Nat Cell Biol. 2003 Oct;5(10):889-94. doi: 10.1038/ncb1048. Epub 2003 Sep 14.
Germline LKB1/STK11 mutations are associated with the cancer-prone Peutz-Jeghers syndrome (PJS) in humans, and nullizygosity provokes a poorly understood constellation of developmental perturbations in the mid-gestational mouse. To gain a better understanding of the processes regulated by LKB1, we have exploited the experimental merits of the developing Xenopus embryo. Here, specific inhibition of XEEK1, the Xenopus orthologue of LKB1, engendered developmental anomalies - shortened body axis and defective dorsoanterior patterning - associated previously with aberrant Wnt signalling. In line with this, LKB1/XEEK1 cooperates with the Wnt-beta-catenin signalling in axis induction and modulates the expression of Wnt-responsive genes in both Xenopus embryos and mammalian cells. We establish that LKB1/XEEK1 acts upstream of beta-catenin in the Wnt-beta-catenin pathway in vivo. LKB1/XEEK1 regulates glycogen synthase kinase (GSK)3beta phosphorylation and it is physically associated in vivo with GSK3beta and protein kinase C (PKC)-zeta, a known GSK3 kinase. These studies show that LKB1/XEEK1 is required for Wnt-beta-catenin signalling in frogs and mammals and provides novel insights into its role in vertebrate developmental patterning and carcinogenesis.

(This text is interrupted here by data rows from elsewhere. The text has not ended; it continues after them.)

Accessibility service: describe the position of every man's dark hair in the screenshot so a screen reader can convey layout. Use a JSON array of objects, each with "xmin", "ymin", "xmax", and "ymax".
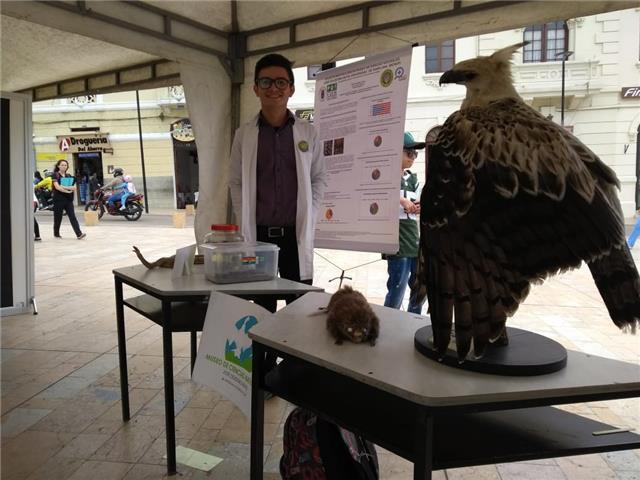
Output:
[{"xmin": 253, "ymin": 53, "xmax": 294, "ymax": 83}]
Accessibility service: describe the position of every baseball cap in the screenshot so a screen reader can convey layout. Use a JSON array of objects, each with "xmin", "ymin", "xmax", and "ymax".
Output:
[{"xmin": 402, "ymin": 132, "xmax": 425, "ymax": 150}]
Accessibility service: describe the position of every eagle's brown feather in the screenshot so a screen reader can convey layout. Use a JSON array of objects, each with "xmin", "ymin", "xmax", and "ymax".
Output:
[{"xmin": 418, "ymin": 46, "xmax": 640, "ymax": 360}]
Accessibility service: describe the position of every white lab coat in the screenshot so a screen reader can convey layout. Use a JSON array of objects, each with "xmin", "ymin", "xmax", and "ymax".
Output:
[{"xmin": 229, "ymin": 115, "xmax": 326, "ymax": 280}]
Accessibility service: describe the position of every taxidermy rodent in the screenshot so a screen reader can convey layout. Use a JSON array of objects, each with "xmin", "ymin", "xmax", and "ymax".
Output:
[{"xmin": 327, "ymin": 286, "xmax": 380, "ymax": 346}]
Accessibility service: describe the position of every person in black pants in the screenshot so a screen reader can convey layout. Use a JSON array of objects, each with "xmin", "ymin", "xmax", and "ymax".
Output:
[{"xmin": 53, "ymin": 160, "xmax": 87, "ymax": 240}]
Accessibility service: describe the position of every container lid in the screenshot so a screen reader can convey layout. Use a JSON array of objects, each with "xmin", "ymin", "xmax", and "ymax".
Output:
[
  {"xmin": 211, "ymin": 223, "xmax": 238, "ymax": 232},
  {"xmin": 200, "ymin": 242, "xmax": 280, "ymax": 253}
]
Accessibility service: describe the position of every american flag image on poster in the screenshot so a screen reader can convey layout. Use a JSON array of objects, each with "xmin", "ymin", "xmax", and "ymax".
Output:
[{"xmin": 371, "ymin": 102, "xmax": 391, "ymax": 117}]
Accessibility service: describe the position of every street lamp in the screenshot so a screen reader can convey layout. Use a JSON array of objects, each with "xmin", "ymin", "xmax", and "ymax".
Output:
[{"xmin": 556, "ymin": 50, "xmax": 573, "ymax": 127}]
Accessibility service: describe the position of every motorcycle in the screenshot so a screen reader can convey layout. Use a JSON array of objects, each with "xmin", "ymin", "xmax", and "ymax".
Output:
[{"xmin": 84, "ymin": 189, "xmax": 144, "ymax": 222}]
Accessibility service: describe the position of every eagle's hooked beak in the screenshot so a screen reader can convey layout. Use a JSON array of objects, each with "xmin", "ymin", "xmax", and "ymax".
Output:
[{"xmin": 439, "ymin": 70, "xmax": 476, "ymax": 85}]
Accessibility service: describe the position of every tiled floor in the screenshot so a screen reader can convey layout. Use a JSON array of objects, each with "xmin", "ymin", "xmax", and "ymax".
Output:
[{"xmin": 0, "ymin": 215, "xmax": 640, "ymax": 480}]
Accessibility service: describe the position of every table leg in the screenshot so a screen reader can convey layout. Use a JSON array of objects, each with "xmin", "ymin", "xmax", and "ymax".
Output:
[
  {"xmin": 162, "ymin": 300, "xmax": 176, "ymax": 475},
  {"xmin": 413, "ymin": 414, "xmax": 433, "ymax": 480},
  {"xmin": 191, "ymin": 330, "xmax": 198, "ymax": 377},
  {"xmin": 114, "ymin": 277, "xmax": 131, "ymax": 422},
  {"xmin": 250, "ymin": 342, "xmax": 265, "ymax": 480}
]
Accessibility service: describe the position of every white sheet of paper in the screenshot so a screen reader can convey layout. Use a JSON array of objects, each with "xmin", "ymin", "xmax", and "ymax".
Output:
[{"xmin": 171, "ymin": 243, "xmax": 196, "ymax": 278}]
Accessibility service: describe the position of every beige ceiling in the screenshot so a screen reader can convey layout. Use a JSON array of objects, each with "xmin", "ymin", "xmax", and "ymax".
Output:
[
  {"xmin": 0, "ymin": 0, "xmax": 640, "ymax": 98},
  {"xmin": 0, "ymin": 15, "xmax": 159, "ymax": 91}
]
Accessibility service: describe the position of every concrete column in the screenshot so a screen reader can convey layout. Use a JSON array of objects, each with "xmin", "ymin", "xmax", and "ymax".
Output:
[{"xmin": 180, "ymin": 62, "xmax": 231, "ymax": 244}]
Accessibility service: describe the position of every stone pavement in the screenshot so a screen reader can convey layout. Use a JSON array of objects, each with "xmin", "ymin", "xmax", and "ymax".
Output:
[{"xmin": 0, "ymin": 215, "xmax": 640, "ymax": 480}]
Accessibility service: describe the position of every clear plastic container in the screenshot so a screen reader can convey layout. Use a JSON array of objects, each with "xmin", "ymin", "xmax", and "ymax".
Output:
[
  {"xmin": 204, "ymin": 223, "xmax": 244, "ymax": 243},
  {"xmin": 200, "ymin": 242, "xmax": 280, "ymax": 283}
]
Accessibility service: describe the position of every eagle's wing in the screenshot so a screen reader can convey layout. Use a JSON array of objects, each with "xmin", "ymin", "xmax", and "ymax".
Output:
[{"xmin": 418, "ymin": 100, "xmax": 637, "ymax": 360}]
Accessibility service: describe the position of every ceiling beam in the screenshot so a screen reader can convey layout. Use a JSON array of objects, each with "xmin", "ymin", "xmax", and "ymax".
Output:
[{"xmin": 18, "ymin": 60, "xmax": 181, "ymax": 102}]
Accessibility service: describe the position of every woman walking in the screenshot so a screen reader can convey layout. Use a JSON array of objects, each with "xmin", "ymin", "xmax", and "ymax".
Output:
[{"xmin": 53, "ymin": 160, "xmax": 87, "ymax": 240}]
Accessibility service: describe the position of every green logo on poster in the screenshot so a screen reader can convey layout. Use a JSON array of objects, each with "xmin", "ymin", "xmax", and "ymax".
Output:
[{"xmin": 380, "ymin": 68, "xmax": 393, "ymax": 87}]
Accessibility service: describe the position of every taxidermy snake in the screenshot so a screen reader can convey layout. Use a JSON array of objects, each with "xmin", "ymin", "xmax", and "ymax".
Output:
[{"xmin": 133, "ymin": 245, "xmax": 204, "ymax": 268}]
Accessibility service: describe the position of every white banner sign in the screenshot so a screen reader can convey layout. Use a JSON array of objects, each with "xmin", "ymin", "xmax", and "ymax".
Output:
[
  {"xmin": 314, "ymin": 47, "xmax": 411, "ymax": 253},
  {"xmin": 191, "ymin": 292, "xmax": 272, "ymax": 418}
]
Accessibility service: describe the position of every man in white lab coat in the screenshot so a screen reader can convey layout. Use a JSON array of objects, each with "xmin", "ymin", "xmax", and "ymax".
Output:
[{"xmin": 229, "ymin": 54, "xmax": 326, "ymax": 311}]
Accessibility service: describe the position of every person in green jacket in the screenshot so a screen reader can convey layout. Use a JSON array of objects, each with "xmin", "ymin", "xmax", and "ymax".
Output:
[{"xmin": 384, "ymin": 132, "xmax": 425, "ymax": 314}]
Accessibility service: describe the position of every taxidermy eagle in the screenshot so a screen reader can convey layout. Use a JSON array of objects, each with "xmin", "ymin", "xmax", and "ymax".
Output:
[{"xmin": 417, "ymin": 43, "xmax": 640, "ymax": 362}]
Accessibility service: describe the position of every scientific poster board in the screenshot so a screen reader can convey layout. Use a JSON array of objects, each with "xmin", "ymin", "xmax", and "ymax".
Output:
[
  {"xmin": 314, "ymin": 46, "xmax": 412, "ymax": 253},
  {"xmin": 0, "ymin": 92, "xmax": 34, "ymax": 316}
]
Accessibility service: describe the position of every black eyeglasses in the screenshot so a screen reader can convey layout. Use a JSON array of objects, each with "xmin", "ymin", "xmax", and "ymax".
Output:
[{"xmin": 256, "ymin": 77, "xmax": 292, "ymax": 90}]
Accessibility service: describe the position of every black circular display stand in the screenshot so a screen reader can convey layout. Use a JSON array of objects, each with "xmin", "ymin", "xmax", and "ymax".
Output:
[{"xmin": 414, "ymin": 325, "xmax": 567, "ymax": 376}]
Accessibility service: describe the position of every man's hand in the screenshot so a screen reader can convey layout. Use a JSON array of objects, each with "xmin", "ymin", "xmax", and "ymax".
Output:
[{"xmin": 400, "ymin": 198, "xmax": 419, "ymax": 213}]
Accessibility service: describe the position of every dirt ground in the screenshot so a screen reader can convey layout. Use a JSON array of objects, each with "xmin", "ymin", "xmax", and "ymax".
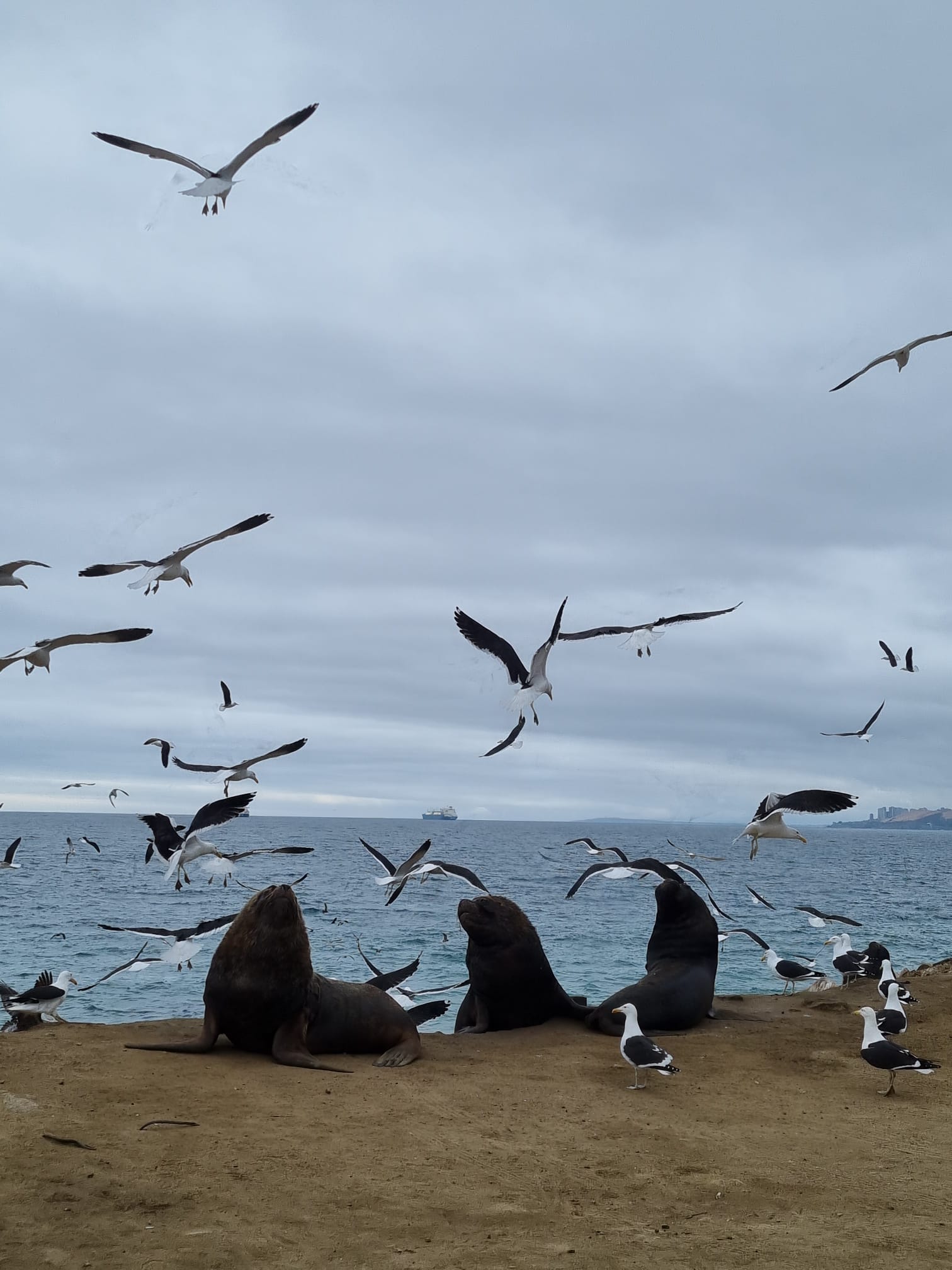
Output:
[{"xmin": 0, "ymin": 966, "xmax": 952, "ymax": 1270}]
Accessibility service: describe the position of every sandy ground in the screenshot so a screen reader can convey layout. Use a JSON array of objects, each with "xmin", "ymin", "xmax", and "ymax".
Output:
[{"xmin": 0, "ymin": 966, "xmax": 952, "ymax": 1270}]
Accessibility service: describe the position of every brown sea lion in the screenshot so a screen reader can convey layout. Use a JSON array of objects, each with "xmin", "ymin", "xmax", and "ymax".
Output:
[
  {"xmin": 126, "ymin": 886, "xmax": 350, "ymax": 1072},
  {"xmin": 453, "ymin": 895, "xmax": 591, "ymax": 1033},
  {"xmin": 587, "ymin": 880, "xmax": 717, "ymax": 1036}
]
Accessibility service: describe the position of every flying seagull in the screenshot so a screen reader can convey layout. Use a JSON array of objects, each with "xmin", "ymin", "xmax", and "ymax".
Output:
[
  {"xmin": 79, "ymin": 512, "xmax": 274, "ymax": 594},
  {"xmin": 830, "ymin": 330, "xmax": 952, "ymax": 392},
  {"xmin": 0, "ymin": 560, "xmax": 50, "ymax": 590},
  {"xmin": 173, "ymin": 736, "xmax": 307, "ymax": 798},
  {"xmin": 0, "ymin": 626, "xmax": 152, "ymax": 674},
  {"xmin": 880, "ymin": 640, "xmax": 919, "ymax": 674},
  {"xmin": 0, "ymin": 970, "xmax": 76, "ymax": 1022},
  {"xmin": 93, "ymin": 101, "xmax": 317, "ymax": 216},
  {"xmin": 793, "ymin": 904, "xmax": 863, "ymax": 931},
  {"xmin": 853, "ymin": 1006, "xmax": 942, "ymax": 1097},
  {"xmin": 558, "ymin": 600, "xmax": 744, "ymax": 656},
  {"xmin": 734, "ymin": 790, "xmax": 856, "ymax": 860},
  {"xmin": 98, "ymin": 913, "xmax": 237, "ymax": 970},
  {"xmin": 142, "ymin": 736, "xmax": 175, "ymax": 767},
  {"xmin": 360, "ymin": 838, "xmax": 430, "ymax": 908},
  {"xmin": 0, "ymin": 838, "xmax": 23, "ymax": 869},
  {"xmin": 820, "ymin": 701, "xmax": 886, "ymax": 744},
  {"xmin": 140, "ymin": 792, "xmax": 254, "ymax": 890},
  {"xmin": 453, "ymin": 596, "xmax": 569, "ymax": 726}
]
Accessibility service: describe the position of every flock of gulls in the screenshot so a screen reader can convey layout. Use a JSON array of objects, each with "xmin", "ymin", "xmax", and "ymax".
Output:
[{"xmin": 0, "ymin": 103, "xmax": 952, "ymax": 1095}]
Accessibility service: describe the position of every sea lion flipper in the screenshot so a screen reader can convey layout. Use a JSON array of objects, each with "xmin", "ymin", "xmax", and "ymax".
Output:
[
  {"xmin": 126, "ymin": 1006, "xmax": 220, "ymax": 1054},
  {"xmin": 271, "ymin": 1011, "xmax": 353, "ymax": 1076}
]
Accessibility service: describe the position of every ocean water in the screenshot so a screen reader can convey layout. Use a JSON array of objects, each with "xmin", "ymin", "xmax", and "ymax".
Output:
[{"xmin": 0, "ymin": 811, "xmax": 952, "ymax": 1030}]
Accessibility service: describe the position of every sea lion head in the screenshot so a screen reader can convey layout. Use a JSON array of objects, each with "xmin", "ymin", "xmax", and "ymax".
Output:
[{"xmin": 456, "ymin": 895, "xmax": 536, "ymax": 947}]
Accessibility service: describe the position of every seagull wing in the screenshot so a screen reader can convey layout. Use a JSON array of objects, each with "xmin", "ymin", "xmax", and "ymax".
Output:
[
  {"xmin": 880, "ymin": 640, "xmax": 898, "ymax": 666},
  {"xmin": 242, "ymin": 736, "xmax": 307, "ymax": 767},
  {"xmin": 830, "ymin": 344, "xmax": 911, "ymax": 392},
  {"xmin": 215, "ymin": 101, "xmax": 317, "ymax": 180},
  {"xmin": 857, "ymin": 701, "xmax": 886, "ymax": 736},
  {"xmin": 170, "ymin": 510, "xmax": 274, "ymax": 564},
  {"xmin": 0, "ymin": 560, "xmax": 50, "ymax": 574},
  {"xmin": 183, "ymin": 792, "xmax": 254, "ymax": 842},
  {"xmin": 906, "ymin": 330, "xmax": 952, "ymax": 352},
  {"xmin": 482, "ymin": 714, "xmax": 526, "ymax": 758},
  {"xmin": 358, "ymin": 838, "xmax": 396, "ymax": 878},
  {"xmin": 39, "ymin": 626, "xmax": 152, "ymax": 653},
  {"xmin": 453, "ymin": 609, "xmax": 530, "ymax": 687},
  {"xmin": 93, "ymin": 132, "xmax": 215, "ymax": 176}
]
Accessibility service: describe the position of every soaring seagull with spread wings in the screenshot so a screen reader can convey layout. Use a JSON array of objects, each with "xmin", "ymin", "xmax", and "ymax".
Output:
[
  {"xmin": 820, "ymin": 701, "xmax": 886, "ymax": 743},
  {"xmin": 0, "ymin": 560, "xmax": 50, "ymax": 590},
  {"xmin": 830, "ymin": 330, "xmax": 952, "ymax": 392},
  {"xmin": 558, "ymin": 600, "xmax": 744, "ymax": 656},
  {"xmin": 79, "ymin": 512, "xmax": 274, "ymax": 594},
  {"xmin": 93, "ymin": 101, "xmax": 317, "ymax": 216},
  {"xmin": 734, "ymin": 790, "xmax": 856, "ymax": 860},
  {"xmin": 880, "ymin": 640, "xmax": 919, "ymax": 674},
  {"xmin": 0, "ymin": 626, "xmax": 152, "ymax": 674},
  {"xmin": 173, "ymin": 736, "xmax": 307, "ymax": 796},
  {"xmin": 453, "ymin": 596, "xmax": 569, "ymax": 731}
]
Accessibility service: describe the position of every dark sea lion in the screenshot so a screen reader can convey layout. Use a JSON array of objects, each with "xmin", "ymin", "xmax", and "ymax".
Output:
[
  {"xmin": 126, "ymin": 886, "xmax": 350, "ymax": 1072},
  {"xmin": 453, "ymin": 895, "xmax": 591, "ymax": 1033},
  {"xmin": 587, "ymin": 881, "xmax": 717, "ymax": 1036},
  {"xmin": 307, "ymin": 974, "xmax": 447, "ymax": 1067}
]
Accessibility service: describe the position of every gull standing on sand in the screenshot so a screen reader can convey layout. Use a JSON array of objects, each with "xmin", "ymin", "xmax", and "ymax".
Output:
[
  {"xmin": 173, "ymin": 736, "xmax": 307, "ymax": 798},
  {"xmin": 612, "ymin": 1004, "xmax": 681, "ymax": 1090},
  {"xmin": 0, "ymin": 626, "xmax": 152, "ymax": 674},
  {"xmin": 880, "ymin": 640, "xmax": 919, "ymax": 674},
  {"xmin": 734, "ymin": 790, "xmax": 856, "ymax": 860},
  {"xmin": 820, "ymin": 701, "xmax": 886, "ymax": 744},
  {"xmin": 830, "ymin": 330, "xmax": 952, "ymax": 392},
  {"xmin": 453, "ymin": 596, "xmax": 569, "ymax": 731},
  {"xmin": 558, "ymin": 600, "xmax": 744, "ymax": 656},
  {"xmin": 79, "ymin": 512, "xmax": 274, "ymax": 594},
  {"xmin": 0, "ymin": 560, "xmax": 50, "ymax": 590},
  {"xmin": 93, "ymin": 101, "xmax": 317, "ymax": 216},
  {"xmin": 853, "ymin": 1006, "xmax": 942, "ymax": 1097}
]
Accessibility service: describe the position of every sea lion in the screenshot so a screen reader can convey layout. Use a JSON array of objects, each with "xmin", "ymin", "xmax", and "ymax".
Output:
[
  {"xmin": 453, "ymin": 895, "xmax": 591, "ymax": 1033},
  {"xmin": 126, "ymin": 886, "xmax": 350, "ymax": 1072},
  {"xmin": 306, "ymin": 973, "xmax": 448, "ymax": 1067},
  {"xmin": 587, "ymin": 880, "xmax": 717, "ymax": 1036}
]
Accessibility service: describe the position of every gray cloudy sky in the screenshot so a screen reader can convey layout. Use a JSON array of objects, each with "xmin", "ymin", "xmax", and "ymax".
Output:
[{"xmin": 0, "ymin": 0, "xmax": 952, "ymax": 819}]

种系LKB1/STK11突变与人类易患癌症的黑斑息肉综合征(PJS)相关,而纯合缺失会在妊娠中期小鼠中引发一系列尚不清楚的发育紊乱。为了更好地理解LKB1所调控的过程,我们利用了非洲爪蟾胚胎发育的实验优势。在此,特异性抑制LKB1在非洲爪蟾中的同源物XEEK1会引发发育异常——体轴缩短和背前部模式缺陷——这些异常先前与异常的Wnt信号传导有关。与此一致的是,LKB1/XEEK1在轴诱导过程中与Wnt-β-连环蛋白信号传导协同作用,并调节非洲爪蟾胚胎和哺乳动物细胞中Wnt反应性基因的表达。我们证实,在体内,LKB1/XEEK1在Wnt-β-连环蛋白途径中作用于β-连环蛋白的上游。LKB1/XEEK1调节糖原合酶激酶(GSK)3β的磷酸化,并且在体内与GSK3β和蛋白激酶C(PKC)-ζ(一种已知的GSK3激酶)存在物理关联。这些研究表明,LKB1/XEEK1是青蛙和哺乳动物中Wnt-β-连环蛋白信号传导所必需的,并为其在脊椎动物发育模式形成和致癌作用中的作用提供了新的见解。